I took supplements to help dampen some of the things that I was feeling.

And I kept a journal where I literally kept track of how many days in a row I was happy. When I had a bad day I would analyze why it was bad compared to the other days.

I had to re-forge a lot of connections in my brain.

I had to re-wire my impulses, actions, words, and behaviors and my default responses to people and situations.

That introspection that had made me so isolated and hyper-critical of myself as a teenager became my super-power. Constantly my own voice would ring in my head “Oh no, no, no, honey, that’s not the right way, you know better, do this instead”. It was tough love but gentle love.

I wrote down my three biggest flaws – holding grudges, punishing people, and not controlling my anger. So I Googled how to do those things. I took notes, created assignments for myself, tried meditations and visualizations. Journaling let me notice my triggers and the deep-down reasons for doing those things and I worked on them.

I hope I’m not making it sound easy.

I didn’t see any real progress for probably six-months and I didn’t see lasting progress for almost three years.

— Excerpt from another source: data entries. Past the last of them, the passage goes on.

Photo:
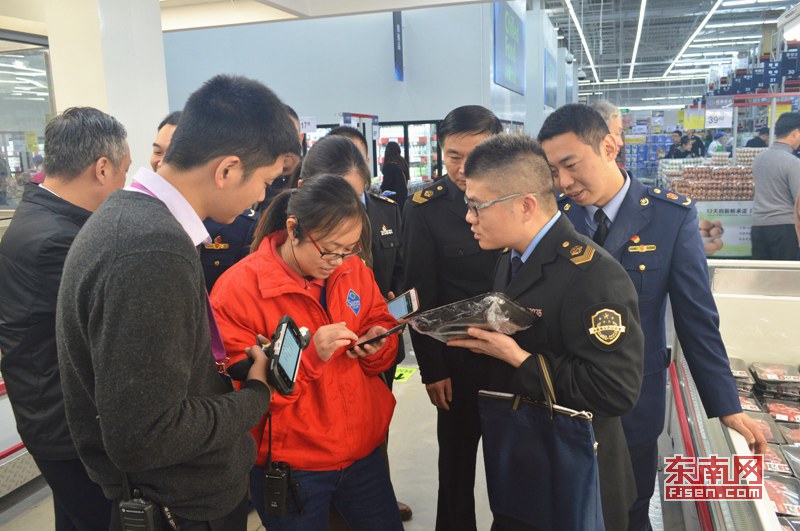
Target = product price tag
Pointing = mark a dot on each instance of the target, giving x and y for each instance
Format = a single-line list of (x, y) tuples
[(719, 118), (308, 124)]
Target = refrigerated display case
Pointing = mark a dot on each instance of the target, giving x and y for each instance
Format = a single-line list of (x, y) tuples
[(419, 143), (758, 303)]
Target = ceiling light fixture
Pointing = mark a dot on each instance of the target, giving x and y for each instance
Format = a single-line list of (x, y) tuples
[(740, 24), (737, 38), (716, 44), (733, 3), (693, 35), (638, 37), (583, 39)]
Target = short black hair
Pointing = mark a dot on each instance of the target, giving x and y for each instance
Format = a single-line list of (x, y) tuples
[(469, 119), (581, 120), (334, 154), (232, 115), (350, 132), (514, 163), (170, 119), (786, 123), (78, 137)]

Eight years later, things are great, they’re better than great.

Now that I’m older and wiser and I can actually talk about mental health without feeling judged. I wish I would have gone to therapy. It would have been so much easier to have a guide through all of those things and I think it would have saved me a lot of stumbles along the way.

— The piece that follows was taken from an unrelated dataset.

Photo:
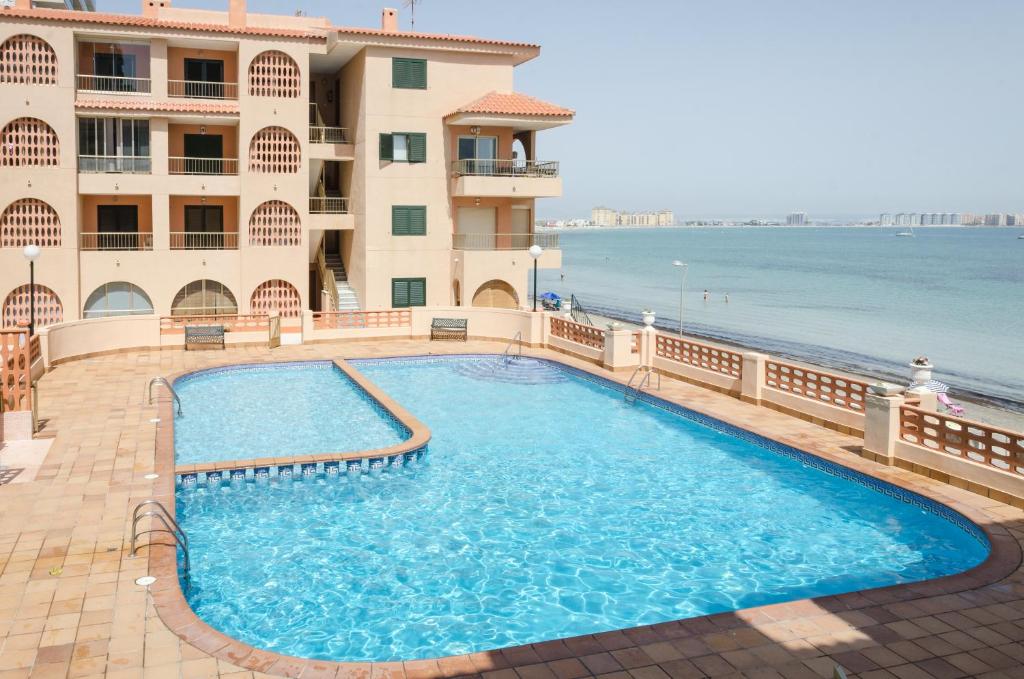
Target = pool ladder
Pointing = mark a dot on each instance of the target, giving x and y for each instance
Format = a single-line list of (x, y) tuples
[(170, 527), (633, 392), (163, 381), (507, 355)]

I haven’t had a depressive episode in almost two years, and that was when my mom was diagnosed with terminal cancer. Even after all of those things that I did and all of the work that went into managing my depression and my anger and my mood swings, I think there’s a good chunk of it that was just the luck of growing older and having my hormones even out a bit.

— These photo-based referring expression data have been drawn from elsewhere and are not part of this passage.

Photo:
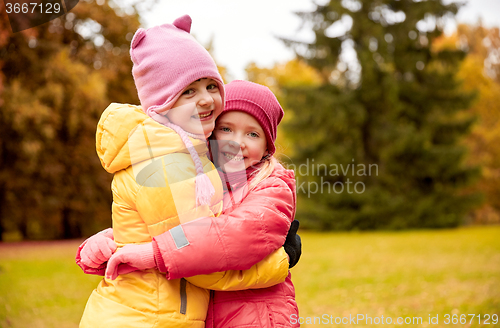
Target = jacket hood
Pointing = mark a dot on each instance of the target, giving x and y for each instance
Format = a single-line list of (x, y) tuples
[(126, 136)]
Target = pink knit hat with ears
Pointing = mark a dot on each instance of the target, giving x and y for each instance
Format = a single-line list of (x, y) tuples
[(258, 101), (166, 60)]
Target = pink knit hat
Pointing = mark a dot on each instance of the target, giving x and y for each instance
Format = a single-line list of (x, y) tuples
[(258, 101), (166, 60)]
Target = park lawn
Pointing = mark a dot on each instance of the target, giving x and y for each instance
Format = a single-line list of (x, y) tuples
[(391, 274)]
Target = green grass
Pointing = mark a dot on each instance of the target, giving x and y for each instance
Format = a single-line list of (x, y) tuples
[(394, 274)]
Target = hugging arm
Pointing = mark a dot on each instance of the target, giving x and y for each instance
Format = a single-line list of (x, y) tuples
[(236, 241)]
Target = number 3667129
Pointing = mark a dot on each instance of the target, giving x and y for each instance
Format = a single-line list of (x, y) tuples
[(25, 8), (484, 319)]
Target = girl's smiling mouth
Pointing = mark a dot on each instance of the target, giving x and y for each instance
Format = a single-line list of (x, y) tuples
[(233, 157)]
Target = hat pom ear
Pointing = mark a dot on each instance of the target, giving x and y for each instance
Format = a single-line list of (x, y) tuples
[(184, 23), (138, 36)]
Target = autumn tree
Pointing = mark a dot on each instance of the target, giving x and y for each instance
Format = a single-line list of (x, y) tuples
[(380, 135), (56, 80)]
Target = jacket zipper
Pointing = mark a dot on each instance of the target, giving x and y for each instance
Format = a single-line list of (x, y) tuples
[(183, 296)]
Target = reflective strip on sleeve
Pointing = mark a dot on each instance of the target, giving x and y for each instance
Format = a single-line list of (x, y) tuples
[(179, 237)]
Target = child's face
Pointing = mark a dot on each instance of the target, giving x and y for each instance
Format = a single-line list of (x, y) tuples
[(197, 108), (241, 141)]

Everyone’s mental illness is different and complex and layered and there’s no one true path to getting better.

I’m thankful that the things that worked for me did work for me but it’s not like that for everyone. I don’t have kids and I wasn’t in a relationship for the majority of the time I spent working on myself. That afforded me the time and the energy to focus solely on myself and my healing.

I spent so long being absolutely petrified that mental illness was going to define my life.

And it did anyway. It contributed to choosing the toxic relationships that I was in. It stopped me from feeling like I was good enough to have a career. Mental illness tore me down on every level imaginable.

And now mental illness defines my life in a different way. It lets me do this. It lets me start the conversation and it helps other people reach out for help. When I was that 14-year-old girl having a panic attack, worried that mental illness was going to follow her forever, I wish I could have told her how.